En el año 2004 comencé a trabajar en una empresa de alimentación cuya marca era líder en el mercado. Pertenecía a un empresario español muy conocido popularmente y del que se decía que había llegado a ser el mayor empresario individual a nivel europeo. El propietario tenía cierta edad y sus hijos, muchos, se habían hecho cargo de la gestión de los negocios. Uno de ellos era el líder entre los hermanos y el sucesor natural de su padre. Se caracterizaba por su encanto social y su despotismo con los directivos.
Desde mi posición en la empresa y en el grupo, mis relaciones con los propietarios eran prácticamente nulas. Alguna visita corporativa a un gran cliente y poco más. Mis superiores eran ejecutivos del grupo y eran ellos los que despachaban y sufrían el carácter del vástago.
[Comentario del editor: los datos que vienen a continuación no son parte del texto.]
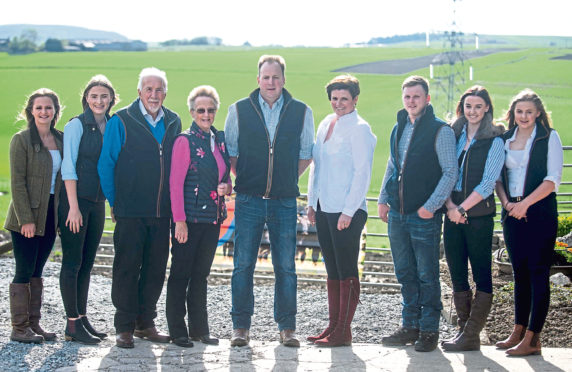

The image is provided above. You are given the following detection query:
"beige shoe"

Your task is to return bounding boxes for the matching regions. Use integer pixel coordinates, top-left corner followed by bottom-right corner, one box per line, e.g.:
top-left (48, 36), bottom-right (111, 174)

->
top-left (280, 329), bottom-right (300, 347)
top-left (230, 328), bottom-right (250, 346)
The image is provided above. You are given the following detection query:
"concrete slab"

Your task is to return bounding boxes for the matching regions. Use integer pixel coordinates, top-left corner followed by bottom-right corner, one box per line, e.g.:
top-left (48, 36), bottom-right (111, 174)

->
top-left (54, 340), bottom-right (572, 372)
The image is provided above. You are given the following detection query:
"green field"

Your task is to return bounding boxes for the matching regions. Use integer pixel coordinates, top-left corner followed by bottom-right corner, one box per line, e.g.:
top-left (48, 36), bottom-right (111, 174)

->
top-left (0, 48), bottom-right (572, 232)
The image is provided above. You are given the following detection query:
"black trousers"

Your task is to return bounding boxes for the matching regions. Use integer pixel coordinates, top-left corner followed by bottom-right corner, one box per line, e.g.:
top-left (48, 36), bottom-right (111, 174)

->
top-left (316, 204), bottom-right (367, 280)
top-left (443, 216), bottom-right (494, 293)
top-left (58, 198), bottom-right (105, 318)
top-left (503, 207), bottom-right (558, 333)
top-left (167, 222), bottom-right (220, 338)
top-left (111, 217), bottom-right (170, 333)
top-left (10, 195), bottom-right (56, 283)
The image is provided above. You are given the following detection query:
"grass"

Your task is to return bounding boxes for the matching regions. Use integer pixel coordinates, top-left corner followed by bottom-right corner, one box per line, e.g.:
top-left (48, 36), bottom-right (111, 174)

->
top-left (0, 48), bottom-right (572, 235)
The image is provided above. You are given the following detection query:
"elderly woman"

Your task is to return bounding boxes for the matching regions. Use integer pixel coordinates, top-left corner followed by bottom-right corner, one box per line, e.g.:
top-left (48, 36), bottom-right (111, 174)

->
top-left (496, 89), bottom-right (564, 356)
top-left (167, 85), bottom-right (232, 347)
top-left (58, 75), bottom-right (118, 344)
top-left (4, 88), bottom-right (63, 343)
top-left (308, 75), bottom-right (377, 346)
top-left (442, 85), bottom-right (505, 351)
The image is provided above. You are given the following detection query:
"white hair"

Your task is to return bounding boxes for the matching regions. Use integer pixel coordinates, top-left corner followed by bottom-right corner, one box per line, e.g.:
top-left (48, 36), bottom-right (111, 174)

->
top-left (137, 67), bottom-right (167, 93)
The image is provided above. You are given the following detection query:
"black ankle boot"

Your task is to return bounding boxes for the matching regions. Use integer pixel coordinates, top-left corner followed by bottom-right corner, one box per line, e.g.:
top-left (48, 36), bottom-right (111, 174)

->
top-left (80, 316), bottom-right (107, 340)
top-left (65, 318), bottom-right (101, 345)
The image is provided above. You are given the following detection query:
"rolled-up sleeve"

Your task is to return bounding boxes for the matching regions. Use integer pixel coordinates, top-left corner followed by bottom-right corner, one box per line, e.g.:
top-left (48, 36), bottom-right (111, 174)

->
top-left (97, 115), bottom-right (125, 207)
top-left (300, 107), bottom-right (314, 160)
top-left (224, 103), bottom-right (238, 157)
top-left (544, 130), bottom-right (564, 192)
top-left (423, 126), bottom-right (459, 213)
top-left (62, 118), bottom-right (83, 181)
top-left (474, 137), bottom-right (505, 199)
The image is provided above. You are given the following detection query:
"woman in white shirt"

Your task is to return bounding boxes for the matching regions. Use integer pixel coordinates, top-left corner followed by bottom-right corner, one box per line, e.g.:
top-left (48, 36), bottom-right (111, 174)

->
top-left (308, 75), bottom-right (377, 346)
top-left (496, 89), bottom-right (563, 356)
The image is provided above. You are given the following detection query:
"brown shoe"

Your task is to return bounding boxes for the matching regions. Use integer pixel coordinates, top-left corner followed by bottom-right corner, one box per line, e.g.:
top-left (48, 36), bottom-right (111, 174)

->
top-left (280, 329), bottom-right (300, 347)
top-left (115, 331), bottom-right (135, 349)
top-left (230, 328), bottom-right (250, 346)
top-left (495, 324), bottom-right (526, 349)
top-left (135, 327), bottom-right (171, 344)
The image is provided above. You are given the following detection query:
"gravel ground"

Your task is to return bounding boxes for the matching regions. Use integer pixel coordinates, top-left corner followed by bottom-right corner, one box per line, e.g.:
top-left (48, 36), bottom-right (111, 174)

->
top-left (0, 256), bottom-right (454, 371)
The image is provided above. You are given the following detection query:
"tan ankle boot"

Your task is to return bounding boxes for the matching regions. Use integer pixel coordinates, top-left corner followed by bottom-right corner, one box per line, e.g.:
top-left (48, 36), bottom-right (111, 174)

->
top-left (506, 330), bottom-right (542, 356)
top-left (496, 324), bottom-right (526, 349)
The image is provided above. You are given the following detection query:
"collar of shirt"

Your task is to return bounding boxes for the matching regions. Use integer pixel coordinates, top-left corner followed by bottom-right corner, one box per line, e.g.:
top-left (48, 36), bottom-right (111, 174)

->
top-left (258, 93), bottom-right (284, 111)
top-left (139, 99), bottom-right (165, 127)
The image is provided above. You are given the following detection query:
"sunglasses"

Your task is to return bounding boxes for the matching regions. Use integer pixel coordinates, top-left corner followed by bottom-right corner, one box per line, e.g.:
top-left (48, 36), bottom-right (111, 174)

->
top-left (195, 107), bottom-right (216, 114)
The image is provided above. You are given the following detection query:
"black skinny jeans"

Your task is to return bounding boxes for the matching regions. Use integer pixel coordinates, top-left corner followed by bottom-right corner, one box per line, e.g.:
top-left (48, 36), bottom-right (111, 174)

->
top-left (10, 195), bottom-right (56, 283)
top-left (111, 217), bottom-right (170, 333)
top-left (58, 198), bottom-right (105, 318)
top-left (166, 222), bottom-right (220, 338)
top-left (503, 206), bottom-right (558, 333)
top-left (443, 216), bottom-right (494, 293)
top-left (316, 204), bottom-right (367, 280)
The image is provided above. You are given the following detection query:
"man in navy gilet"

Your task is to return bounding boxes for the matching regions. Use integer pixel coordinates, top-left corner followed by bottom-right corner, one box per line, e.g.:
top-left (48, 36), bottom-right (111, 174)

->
top-left (224, 55), bottom-right (314, 347)
top-left (97, 67), bottom-right (181, 348)
top-left (378, 76), bottom-right (458, 351)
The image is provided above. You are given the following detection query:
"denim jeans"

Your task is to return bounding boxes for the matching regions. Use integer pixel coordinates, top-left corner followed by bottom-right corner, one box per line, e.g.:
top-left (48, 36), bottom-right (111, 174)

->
top-left (388, 210), bottom-right (443, 332)
top-left (231, 194), bottom-right (297, 331)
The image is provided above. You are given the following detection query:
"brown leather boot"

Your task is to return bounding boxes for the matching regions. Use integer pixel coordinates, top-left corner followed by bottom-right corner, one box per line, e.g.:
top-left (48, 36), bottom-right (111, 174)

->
top-left (442, 291), bottom-right (493, 351)
top-left (10, 283), bottom-right (44, 344)
top-left (30, 278), bottom-right (56, 341)
top-left (495, 324), bottom-right (526, 349)
top-left (506, 330), bottom-right (542, 356)
top-left (441, 290), bottom-right (473, 345)
top-left (314, 278), bottom-right (360, 346)
top-left (306, 279), bottom-right (340, 342)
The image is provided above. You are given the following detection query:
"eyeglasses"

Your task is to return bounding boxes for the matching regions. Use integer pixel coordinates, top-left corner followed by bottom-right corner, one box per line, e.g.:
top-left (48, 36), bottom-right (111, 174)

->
top-left (193, 107), bottom-right (216, 114)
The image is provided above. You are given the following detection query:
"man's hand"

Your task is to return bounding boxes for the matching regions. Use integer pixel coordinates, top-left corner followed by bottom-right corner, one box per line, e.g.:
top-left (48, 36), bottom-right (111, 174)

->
top-left (377, 204), bottom-right (389, 223)
top-left (417, 207), bottom-right (433, 220)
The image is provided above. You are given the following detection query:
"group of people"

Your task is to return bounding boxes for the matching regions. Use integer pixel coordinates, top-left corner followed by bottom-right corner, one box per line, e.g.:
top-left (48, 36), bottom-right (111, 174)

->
top-left (5, 55), bottom-right (562, 355)
top-left (378, 76), bottom-right (563, 356)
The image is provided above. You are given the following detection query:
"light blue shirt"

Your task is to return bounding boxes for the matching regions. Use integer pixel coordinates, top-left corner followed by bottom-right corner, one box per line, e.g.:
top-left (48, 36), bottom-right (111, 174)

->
top-left (308, 110), bottom-right (377, 217)
top-left (377, 112), bottom-right (459, 213)
top-left (454, 127), bottom-right (504, 199)
top-left (224, 94), bottom-right (314, 160)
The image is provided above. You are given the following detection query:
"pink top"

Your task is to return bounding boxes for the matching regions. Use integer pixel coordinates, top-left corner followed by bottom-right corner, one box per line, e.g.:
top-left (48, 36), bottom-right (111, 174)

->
top-left (169, 136), bottom-right (232, 222)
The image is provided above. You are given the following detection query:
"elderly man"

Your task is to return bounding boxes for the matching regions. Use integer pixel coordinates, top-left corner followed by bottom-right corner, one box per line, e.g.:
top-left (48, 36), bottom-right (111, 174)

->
top-left (225, 55), bottom-right (314, 347)
top-left (98, 67), bottom-right (181, 348)
top-left (378, 76), bottom-right (458, 351)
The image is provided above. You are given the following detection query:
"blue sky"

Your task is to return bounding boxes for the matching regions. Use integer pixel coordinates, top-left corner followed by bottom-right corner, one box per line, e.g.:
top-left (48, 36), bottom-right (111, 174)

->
top-left (0, 0), bottom-right (572, 46)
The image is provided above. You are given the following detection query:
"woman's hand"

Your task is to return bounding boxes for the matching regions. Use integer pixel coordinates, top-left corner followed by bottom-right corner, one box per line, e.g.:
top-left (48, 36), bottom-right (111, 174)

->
top-left (308, 207), bottom-right (316, 225)
top-left (20, 222), bottom-right (36, 238)
top-left (505, 200), bottom-right (529, 220)
top-left (447, 206), bottom-right (467, 224)
top-left (66, 207), bottom-right (83, 234)
top-left (216, 183), bottom-right (229, 196)
top-left (338, 213), bottom-right (352, 231)
top-left (175, 221), bottom-right (189, 244)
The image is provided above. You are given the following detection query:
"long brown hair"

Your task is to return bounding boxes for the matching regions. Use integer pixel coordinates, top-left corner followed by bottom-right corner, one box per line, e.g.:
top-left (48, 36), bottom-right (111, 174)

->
top-left (18, 88), bottom-right (63, 129)
top-left (504, 88), bottom-right (552, 130)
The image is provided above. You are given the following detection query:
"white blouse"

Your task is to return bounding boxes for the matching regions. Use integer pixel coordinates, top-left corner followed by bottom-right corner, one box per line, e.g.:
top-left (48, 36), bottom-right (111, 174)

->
top-left (504, 127), bottom-right (564, 197)
top-left (308, 110), bottom-right (377, 217)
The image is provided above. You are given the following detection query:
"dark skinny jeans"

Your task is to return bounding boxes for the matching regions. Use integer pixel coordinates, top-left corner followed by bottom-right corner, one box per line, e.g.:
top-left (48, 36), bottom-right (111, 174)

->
top-left (58, 198), bottom-right (105, 318)
top-left (443, 216), bottom-right (494, 293)
top-left (316, 204), bottom-right (367, 280)
top-left (166, 222), bottom-right (220, 338)
top-left (10, 195), bottom-right (56, 283)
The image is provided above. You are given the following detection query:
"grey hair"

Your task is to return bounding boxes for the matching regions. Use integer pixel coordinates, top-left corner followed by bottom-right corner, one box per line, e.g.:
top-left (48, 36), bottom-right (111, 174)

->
top-left (137, 67), bottom-right (167, 93)
top-left (187, 85), bottom-right (220, 111)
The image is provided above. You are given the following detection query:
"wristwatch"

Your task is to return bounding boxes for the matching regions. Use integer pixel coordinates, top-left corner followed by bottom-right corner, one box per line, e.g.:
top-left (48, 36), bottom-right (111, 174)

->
top-left (457, 205), bottom-right (469, 218)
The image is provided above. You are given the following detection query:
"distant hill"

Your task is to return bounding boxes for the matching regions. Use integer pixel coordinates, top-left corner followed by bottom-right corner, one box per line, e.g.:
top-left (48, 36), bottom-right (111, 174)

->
top-left (0, 25), bottom-right (129, 43)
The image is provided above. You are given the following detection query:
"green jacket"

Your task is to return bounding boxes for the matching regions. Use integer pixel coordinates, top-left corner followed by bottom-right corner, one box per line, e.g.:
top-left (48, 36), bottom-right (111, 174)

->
top-left (4, 129), bottom-right (63, 236)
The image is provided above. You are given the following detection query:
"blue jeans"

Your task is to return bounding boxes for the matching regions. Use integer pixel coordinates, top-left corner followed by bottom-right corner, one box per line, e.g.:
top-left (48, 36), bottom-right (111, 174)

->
top-left (230, 194), bottom-right (297, 331)
top-left (388, 210), bottom-right (443, 332)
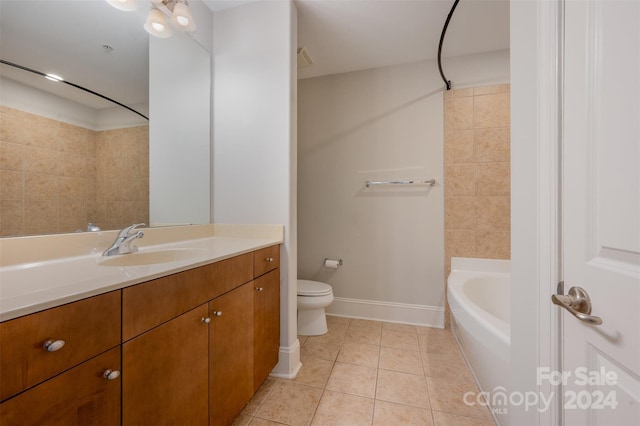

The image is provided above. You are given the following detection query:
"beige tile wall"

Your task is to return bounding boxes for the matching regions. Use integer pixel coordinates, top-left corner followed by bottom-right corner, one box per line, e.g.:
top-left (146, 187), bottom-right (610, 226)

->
top-left (444, 84), bottom-right (511, 275)
top-left (0, 106), bottom-right (149, 236)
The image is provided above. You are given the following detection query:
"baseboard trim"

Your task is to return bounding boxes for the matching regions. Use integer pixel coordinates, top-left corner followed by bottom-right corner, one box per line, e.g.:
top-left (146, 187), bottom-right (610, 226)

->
top-left (269, 339), bottom-right (302, 380)
top-left (326, 297), bottom-right (444, 328)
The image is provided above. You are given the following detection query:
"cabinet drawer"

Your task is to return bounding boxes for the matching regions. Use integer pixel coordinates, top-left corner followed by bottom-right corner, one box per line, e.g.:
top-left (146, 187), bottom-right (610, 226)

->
top-left (213, 253), bottom-right (253, 297)
top-left (253, 245), bottom-right (280, 277)
top-left (122, 265), bottom-right (217, 341)
top-left (0, 347), bottom-right (120, 426)
top-left (0, 290), bottom-right (120, 401)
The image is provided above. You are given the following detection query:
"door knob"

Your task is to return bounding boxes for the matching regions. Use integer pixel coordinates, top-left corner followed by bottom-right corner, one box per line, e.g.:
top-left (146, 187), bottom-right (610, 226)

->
top-left (551, 286), bottom-right (602, 325)
top-left (102, 370), bottom-right (120, 380)
top-left (42, 340), bottom-right (65, 352)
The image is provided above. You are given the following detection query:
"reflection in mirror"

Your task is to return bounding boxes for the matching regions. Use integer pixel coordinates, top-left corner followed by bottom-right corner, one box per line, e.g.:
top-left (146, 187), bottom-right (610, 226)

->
top-left (0, 0), bottom-right (210, 236)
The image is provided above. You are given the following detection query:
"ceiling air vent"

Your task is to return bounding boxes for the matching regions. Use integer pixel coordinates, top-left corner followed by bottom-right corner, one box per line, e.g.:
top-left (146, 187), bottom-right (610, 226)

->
top-left (298, 47), bottom-right (313, 68)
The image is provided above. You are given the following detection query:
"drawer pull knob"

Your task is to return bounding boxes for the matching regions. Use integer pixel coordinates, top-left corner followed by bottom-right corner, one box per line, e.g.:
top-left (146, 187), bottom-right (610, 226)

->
top-left (42, 340), bottom-right (65, 352)
top-left (102, 370), bottom-right (120, 380)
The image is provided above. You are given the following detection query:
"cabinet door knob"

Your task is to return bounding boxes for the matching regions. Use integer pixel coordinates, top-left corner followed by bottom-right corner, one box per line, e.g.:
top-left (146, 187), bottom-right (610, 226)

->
top-left (42, 340), bottom-right (65, 352)
top-left (102, 370), bottom-right (120, 380)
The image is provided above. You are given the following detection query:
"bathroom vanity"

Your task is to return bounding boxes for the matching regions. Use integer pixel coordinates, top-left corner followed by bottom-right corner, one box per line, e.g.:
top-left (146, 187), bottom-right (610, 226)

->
top-left (0, 225), bottom-right (281, 426)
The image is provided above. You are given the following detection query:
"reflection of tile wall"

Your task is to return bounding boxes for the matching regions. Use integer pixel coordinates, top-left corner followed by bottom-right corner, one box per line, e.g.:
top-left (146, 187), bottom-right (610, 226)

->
top-left (444, 84), bottom-right (511, 275)
top-left (0, 106), bottom-right (149, 236)
top-left (90, 126), bottom-right (149, 233)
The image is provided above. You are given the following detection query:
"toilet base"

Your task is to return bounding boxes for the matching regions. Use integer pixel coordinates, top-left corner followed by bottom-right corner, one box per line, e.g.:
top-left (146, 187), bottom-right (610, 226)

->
top-left (298, 308), bottom-right (327, 336)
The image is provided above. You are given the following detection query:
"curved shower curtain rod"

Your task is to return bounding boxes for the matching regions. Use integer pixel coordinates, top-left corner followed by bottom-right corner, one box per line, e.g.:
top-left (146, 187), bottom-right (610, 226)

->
top-left (0, 59), bottom-right (149, 120)
top-left (438, 0), bottom-right (460, 90)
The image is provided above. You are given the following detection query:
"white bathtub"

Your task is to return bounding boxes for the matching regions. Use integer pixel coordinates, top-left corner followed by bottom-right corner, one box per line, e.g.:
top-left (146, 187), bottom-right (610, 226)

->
top-left (447, 257), bottom-right (511, 425)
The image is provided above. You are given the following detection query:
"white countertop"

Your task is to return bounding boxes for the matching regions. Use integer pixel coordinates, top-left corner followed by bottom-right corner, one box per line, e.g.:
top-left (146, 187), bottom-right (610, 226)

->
top-left (0, 225), bottom-right (283, 321)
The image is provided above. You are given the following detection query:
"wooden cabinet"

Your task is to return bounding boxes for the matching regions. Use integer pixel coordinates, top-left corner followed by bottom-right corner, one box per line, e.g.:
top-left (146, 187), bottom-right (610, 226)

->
top-left (0, 346), bottom-right (120, 426)
top-left (253, 246), bottom-right (280, 277)
top-left (209, 282), bottom-right (254, 425)
top-left (253, 269), bottom-right (280, 392)
top-left (0, 246), bottom-right (280, 426)
top-left (122, 304), bottom-right (209, 425)
top-left (0, 290), bottom-right (120, 401)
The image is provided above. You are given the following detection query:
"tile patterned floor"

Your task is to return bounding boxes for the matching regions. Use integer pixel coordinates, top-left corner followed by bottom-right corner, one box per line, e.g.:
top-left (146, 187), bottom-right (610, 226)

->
top-left (234, 316), bottom-right (494, 426)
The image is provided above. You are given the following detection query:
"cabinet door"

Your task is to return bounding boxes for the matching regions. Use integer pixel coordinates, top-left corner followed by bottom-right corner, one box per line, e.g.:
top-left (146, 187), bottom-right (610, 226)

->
top-left (253, 269), bottom-right (280, 391)
top-left (253, 245), bottom-right (280, 277)
top-left (122, 304), bottom-right (209, 425)
top-left (209, 282), bottom-right (254, 425)
top-left (0, 346), bottom-right (120, 426)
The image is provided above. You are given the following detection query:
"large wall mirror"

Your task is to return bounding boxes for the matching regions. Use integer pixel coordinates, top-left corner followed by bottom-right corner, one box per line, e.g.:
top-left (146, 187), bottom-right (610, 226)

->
top-left (0, 0), bottom-right (211, 237)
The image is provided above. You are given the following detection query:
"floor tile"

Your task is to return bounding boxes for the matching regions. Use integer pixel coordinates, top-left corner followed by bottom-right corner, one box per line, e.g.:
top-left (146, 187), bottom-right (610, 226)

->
top-left (326, 362), bottom-right (378, 398)
top-left (255, 380), bottom-right (323, 426)
top-left (311, 390), bottom-right (373, 426)
top-left (418, 328), bottom-right (458, 354)
top-left (337, 342), bottom-right (380, 368)
top-left (376, 370), bottom-right (430, 408)
top-left (294, 353), bottom-right (333, 389)
top-left (373, 400), bottom-right (433, 426)
top-left (427, 377), bottom-right (492, 421)
top-left (249, 417), bottom-right (284, 426)
top-left (380, 329), bottom-right (420, 351)
top-left (327, 315), bottom-right (351, 330)
top-left (298, 336), bottom-right (307, 346)
top-left (233, 316), bottom-right (494, 426)
top-left (345, 324), bottom-right (382, 345)
top-left (433, 411), bottom-right (495, 426)
top-left (421, 351), bottom-right (474, 383)
top-left (382, 322), bottom-right (418, 334)
top-left (349, 318), bottom-right (382, 330)
top-left (242, 379), bottom-right (276, 415)
top-left (378, 347), bottom-right (424, 375)
top-left (300, 338), bottom-right (342, 361)
top-left (231, 414), bottom-right (253, 426)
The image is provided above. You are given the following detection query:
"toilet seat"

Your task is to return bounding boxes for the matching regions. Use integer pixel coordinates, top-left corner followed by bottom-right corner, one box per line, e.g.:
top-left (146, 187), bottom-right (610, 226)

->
top-left (298, 280), bottom-right (333, 297)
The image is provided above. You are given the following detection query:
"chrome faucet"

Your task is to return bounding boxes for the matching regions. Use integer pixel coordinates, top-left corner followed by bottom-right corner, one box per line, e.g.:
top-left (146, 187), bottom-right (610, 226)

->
top-left (102, 223), bottom-right (145, 256)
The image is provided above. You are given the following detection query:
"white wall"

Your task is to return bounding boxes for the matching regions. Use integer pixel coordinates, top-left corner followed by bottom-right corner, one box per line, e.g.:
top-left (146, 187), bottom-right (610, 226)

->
top-left (509, 0), bottom-right (562, 425)
top-left (298, 51), bottom-right (509, 327)
top-left (213, 0), bottom-right (300, 377)
top-left (149, 27), bottom-right (211, 225)
top-left (0, 76), bottom-right (149, 131)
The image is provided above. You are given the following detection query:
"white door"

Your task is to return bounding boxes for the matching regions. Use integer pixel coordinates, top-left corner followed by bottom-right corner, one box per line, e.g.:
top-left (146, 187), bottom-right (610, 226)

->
top-left (561, 0), bottom-right (640, 425)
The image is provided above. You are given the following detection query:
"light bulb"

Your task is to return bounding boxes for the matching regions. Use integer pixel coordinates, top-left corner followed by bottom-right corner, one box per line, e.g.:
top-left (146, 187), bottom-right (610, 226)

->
top-left (144, 7), bottom-right (171, 38)
top-left (171, 2), bottom-right (196, 31)
top-left (176, 16), bottom-right (189, 27)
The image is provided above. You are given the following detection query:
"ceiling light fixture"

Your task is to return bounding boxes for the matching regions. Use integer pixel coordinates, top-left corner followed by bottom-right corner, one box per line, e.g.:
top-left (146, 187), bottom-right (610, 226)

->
top-left (106, 0), bottom-right (137, 12)
top-left (144, 6), bottom-right (171, 38)
top-left (105, 0), bottom-right (196, 38)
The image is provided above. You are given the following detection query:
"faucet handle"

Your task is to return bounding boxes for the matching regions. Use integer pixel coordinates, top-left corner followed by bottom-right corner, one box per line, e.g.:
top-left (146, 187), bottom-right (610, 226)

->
top-left (118, 223), bottom-right (145, 238)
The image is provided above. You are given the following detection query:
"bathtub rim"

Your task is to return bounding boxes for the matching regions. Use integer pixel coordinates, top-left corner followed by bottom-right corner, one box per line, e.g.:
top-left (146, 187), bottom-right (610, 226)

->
top-left (447, 257), bottom-right (511, 348)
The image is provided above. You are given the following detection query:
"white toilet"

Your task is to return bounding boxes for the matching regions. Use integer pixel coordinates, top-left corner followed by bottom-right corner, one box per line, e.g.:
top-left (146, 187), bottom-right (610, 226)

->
top-left (298, 280), bottom-right (333, 336)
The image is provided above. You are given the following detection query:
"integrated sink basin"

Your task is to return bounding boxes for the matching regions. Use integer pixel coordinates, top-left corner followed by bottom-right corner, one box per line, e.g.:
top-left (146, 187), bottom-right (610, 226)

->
top-left (98, 248), bottom-right (206, 266)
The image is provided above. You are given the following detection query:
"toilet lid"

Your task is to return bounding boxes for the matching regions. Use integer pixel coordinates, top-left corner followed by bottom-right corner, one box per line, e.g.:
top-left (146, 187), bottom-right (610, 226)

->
top-left (298, 280), bottom-right (332, 296)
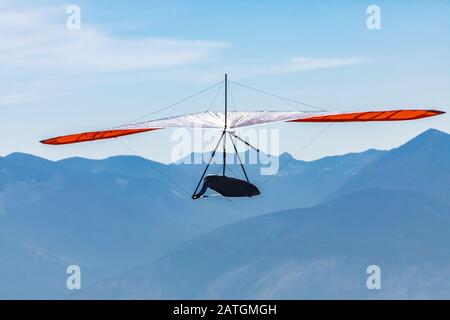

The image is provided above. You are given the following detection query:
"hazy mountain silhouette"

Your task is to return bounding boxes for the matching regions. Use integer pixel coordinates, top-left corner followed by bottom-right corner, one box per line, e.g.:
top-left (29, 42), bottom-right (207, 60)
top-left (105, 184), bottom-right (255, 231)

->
top-left (0, 130), bottom-right (450, 298)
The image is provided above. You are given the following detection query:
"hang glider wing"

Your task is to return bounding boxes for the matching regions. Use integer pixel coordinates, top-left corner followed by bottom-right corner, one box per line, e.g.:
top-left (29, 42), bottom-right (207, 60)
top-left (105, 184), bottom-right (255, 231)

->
top-left (41, 110), bottom-right (444, 145)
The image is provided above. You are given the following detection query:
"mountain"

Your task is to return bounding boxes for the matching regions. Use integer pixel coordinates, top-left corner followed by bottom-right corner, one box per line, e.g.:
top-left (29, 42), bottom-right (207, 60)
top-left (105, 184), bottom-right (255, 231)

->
top-left (81, 189), bottom-right (450, 299)
top-left (333, 129), bottom-right (450, 203)
top-left (0, 127), bottom-right (448, 298)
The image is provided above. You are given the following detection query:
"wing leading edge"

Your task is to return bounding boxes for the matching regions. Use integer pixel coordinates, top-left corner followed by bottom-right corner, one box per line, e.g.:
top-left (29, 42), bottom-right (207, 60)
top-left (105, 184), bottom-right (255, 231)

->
top-left (41, 109), bottom-right (445, 145)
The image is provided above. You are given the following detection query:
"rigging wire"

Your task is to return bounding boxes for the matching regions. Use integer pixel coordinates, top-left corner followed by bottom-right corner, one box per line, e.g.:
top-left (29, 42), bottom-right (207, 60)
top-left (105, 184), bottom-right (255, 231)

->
top-left (260, 122), bottom-right (334, 186)
top-left (229, 80), bottom-right (326, 111)
top-left (119, 80), bottom-right (224, 127)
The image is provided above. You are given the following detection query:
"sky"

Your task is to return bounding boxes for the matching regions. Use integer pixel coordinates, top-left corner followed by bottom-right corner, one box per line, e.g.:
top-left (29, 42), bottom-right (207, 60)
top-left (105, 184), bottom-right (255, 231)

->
top-left (0, 0), bottom-right (450, 162)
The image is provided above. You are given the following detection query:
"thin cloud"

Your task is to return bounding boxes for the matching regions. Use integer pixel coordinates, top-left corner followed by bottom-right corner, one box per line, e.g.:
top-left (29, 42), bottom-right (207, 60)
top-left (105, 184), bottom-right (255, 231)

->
top-left (0, 8), bottom-right (230, 72)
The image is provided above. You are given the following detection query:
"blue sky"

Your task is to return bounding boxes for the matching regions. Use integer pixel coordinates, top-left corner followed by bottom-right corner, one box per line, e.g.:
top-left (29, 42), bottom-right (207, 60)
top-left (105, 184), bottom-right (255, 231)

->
top-left (0, 0), bottom-right (450, 161)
A lo largo de los años fui ocupando posiciones de mayor relevancia hasta que seis años después y fruto de una rocambolesca situación ocupé la cima de la compañía. De ese modo pude realizar cambios que yo entendía necesarios y traté de adoptar un enfoque nuevo para resolver los problemas existentes y otros que a mi juicio se oteaban en el horizonte de la empresa.
Este cambio de posición suponía igualmente saltar desde el parapeto que mis anteriores jefes suponían para mí frente a la propiedad y pasar a tratar con ella directamente.
La celebración de los despachos no tenía fecha fija. Se desarrollaban en la gran mansión que la familia tenía en la capital. Había sido la casa familiar de todos los hermanos y ahora lo era sólo de los fundadores de la familia, a la par que hacía las funciones de cuartel general del gran grupo de empresas.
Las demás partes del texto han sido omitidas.